Однако в первое десятилетие XX в. отдельного гена, как и отдельных вирусов, еще не удавалось увидеть, хотя его проявления довольно успешно наблюдались. Ключ к этим исследованиям подобрал американский генетик Томас Хант Морган (1866–1945), использовав в 1910 г. новый биологический объект — плодовую мушку дрозофилу. Это маленькое насекомое неприхотливо, довольно легко размножается; кроме того, наличие в клетках дрозофилы всего четырех пар хромосом облегчает исследования.
Изучая эту мушку поколение за поколением, Морган обнаружил огромное количество мутаций. Ему удалось показать, что различные признаки связаны, то есть наследуются как один комплекс. Значит, гены, управляющие этими признаками, должны находиться на одной хромосоме, которая и наследуется как целое. Но сцепленные друг с другом признаки связаны не на век. Бывает, что один из признаков наследуется без связи с другим. Это происходит потому, что пары хромосом случайно обмениваются участками (кроссинговер), так что целостность отдельной хромосомы не абсолютна.

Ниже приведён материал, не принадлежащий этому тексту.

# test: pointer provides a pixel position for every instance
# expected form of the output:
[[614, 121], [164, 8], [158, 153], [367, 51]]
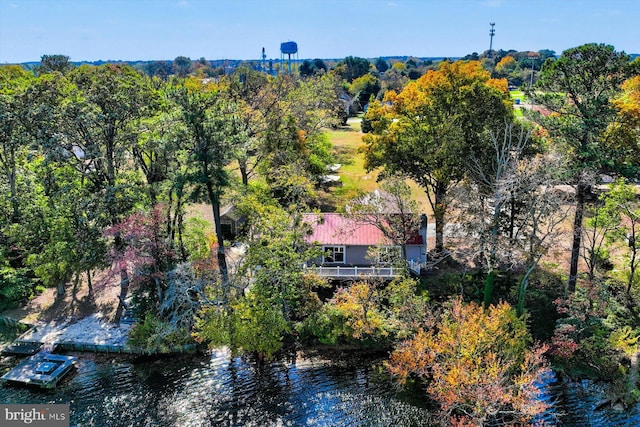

Подобные опыты позволили определить место каждого конкретного гена на хромосоме. Чем больше расстояние между двумя генами, тем больше вероятность перекрещивания произвольно расположенных генов. Изучая частоту, с которой расщепляются два особым образом связанных признака, можно определить относительное положение генов. В 1911 г. была составлена первая карта расположения генов в хромосомах (для дрозофилы). Один из учеников Моргана, американский генетик Герман Иозеф Мёллер (1890–1967), предложил метод увеличения частоты мутаций (1919). Он обнаружил, что повышение температуры увеличивает частоту мутаций. Это не было результатом общего «перемешивания» генов. Всегда оказывалось, что поражался один ген, тогда как его дубль на другой хромосоме данной пары оставался нетронутым Мёллер пришел к выводу, что эти изменения происходят на молекулярном уровне. Следующим шагом в его исследованиях было применение рентгеновских лучей, обладавших более высокой энергией, чем легкое нагревание. Отдельный рентгеновский луч, попав в хромосому, действует на нее в определенной точке. И действительно, в 1927 г. Мёллеру удалось доказать, что рентгеновские лучи значительно повышают темп мутирования. Эти исследования продолжил американский ботаник Альберт Фрэнсис Блэксли (род. в 1874 г.). В 1937 г. он показал, что темп мутаций можно повысить, действуя специфическими веществами (мутагенными факторами). Лучшим мутагенным фактором оказался колхицин — алкалоид, выделенный из безвременника (семейство ирисовых).